Firefly Sparkle galaxy offers a taste of the infant Milky Way
NASA's James Webb Space Telescope has spotted a young galaxy dating to the early universe - called Firefly Sparkle because its gleaming star clusters resemble the bioluminescent bugs - in a discovery that is giving astronomers a peek at what our Milky Way may have looked like in its infancy.
Researchers said the galaxy, still in the process of assembling, dates to when the universe was roughly 5% of its current age, about 600 million years after the Big Bang event that initiated the cosmos. It has a mass equal to about 10 million stars the size of our sun, and has two other relatively small galaxies as neighbors, dubbed Firefly-Best Friend and Firefly-New Best Friend.
It is comprised of 10 densely packed star clusters embedded in a diffuse arc of stars, eight in its central region and two along its extended arm. Its main visible portion spans about 1,000 light-years across. A light year is the distance light travels in a year, 5.9 trillion miles (9.5 trillion km).
The galaxy is estimated to have formed 100-400 million years before its evolutionary stage that was observed by Webb, the most capable space telescope ever deployed.
"The Milky Way began forming very early in the universe's history, likely around the same time as Firefly Sparkle," said astronomer Lamiya Mowla of Wellesley College in Massachusetts and the Center for Astronomy, Space Science and Astrophysics in Bangladesh, co-lead author of the study published on Wednesday in the journal Nature, opens new tab.
"This observation gives us a direct look at what galaxies like our Milky Way might have looked like in their infancy. Using simulations and statistical methods, we find that the Firefly Sparkle's mass is consistent with what we'd expect for a Milky Way ancestor at that early time.
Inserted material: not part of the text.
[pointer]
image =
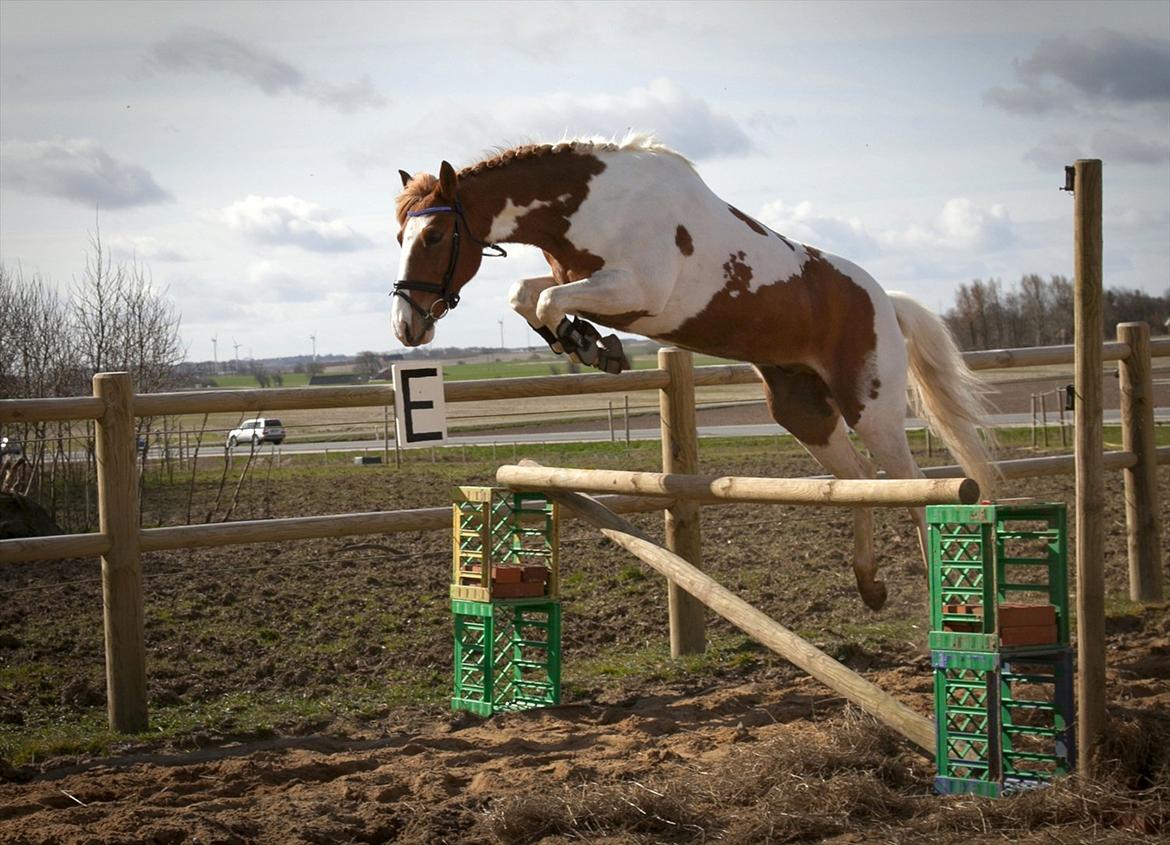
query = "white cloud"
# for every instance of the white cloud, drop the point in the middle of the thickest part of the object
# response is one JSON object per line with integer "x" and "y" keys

At this stage, the galaxy was about 10,000 times less massive than our current Milky Way, which is typical of galaxies at that epoch," Mowla added.
So how did the firefly name come about?
"A group of fireflies - which is what this galaxy looks like - is called a sparkle," Mowla said.
Firefly Sparkle is located about 6,500 light-years from Firefly-Best Friend and about 42,000 light-years from Firefly-New Best Friend. All three would fit neatly inside the present-day Milky Way, which measures about 100,000 light-years across.
"The Milky Way continued to grow and evolve over billions of years through mergers with other galaxies and continued star formation, while we're seeing Firefly Sparkle in its initial formation stages," said astronomer and study co-lead author Kartheik Iyer, a NASA Hubble Fellow at Columbia University in New York.
"Early galaxies like Firefly Sparkle appear to form through the collapse of dense gas clouds in the early universe. Current theory and simulations suggest several possible mechanisms for how stars form from gas in the extreme conditions of the early universe. Our analysis suggests that these galaxies can build up through the formation of massive star clusters in regions of extreme pressure and density, which then merge or grow together over time," Iyer added.
Its star clusters display slightly different colors, indicating they did not all form simultaneously. For instance, hotter, younger stars look more blue, while older stars are more red.
Webb has been able to look across vast distances - thus back in history because of the time it takes light to travel - to see galaxies dating to the first few hundred million years after the Big Bang roughly 13.8 billion years ago, an age called cosmic dawn.
Firefly Sparkle is one of the earliest low-mass galaxies currently known, observed with the help of a phenomenon called gravitational lensing. This occurs when a massive object with tremendous gravitational strength - in this case, a galaxy cluster - bends light from more distant objects behind it from the vantage point of Earth, acting like a natural magnifying glass.
"In this study, the foreground galaxy cluster magnified the light from Firefly Sparkle by about 16-26 times, making it possible to see details that would otherwise be too faint to observe," Iyer said.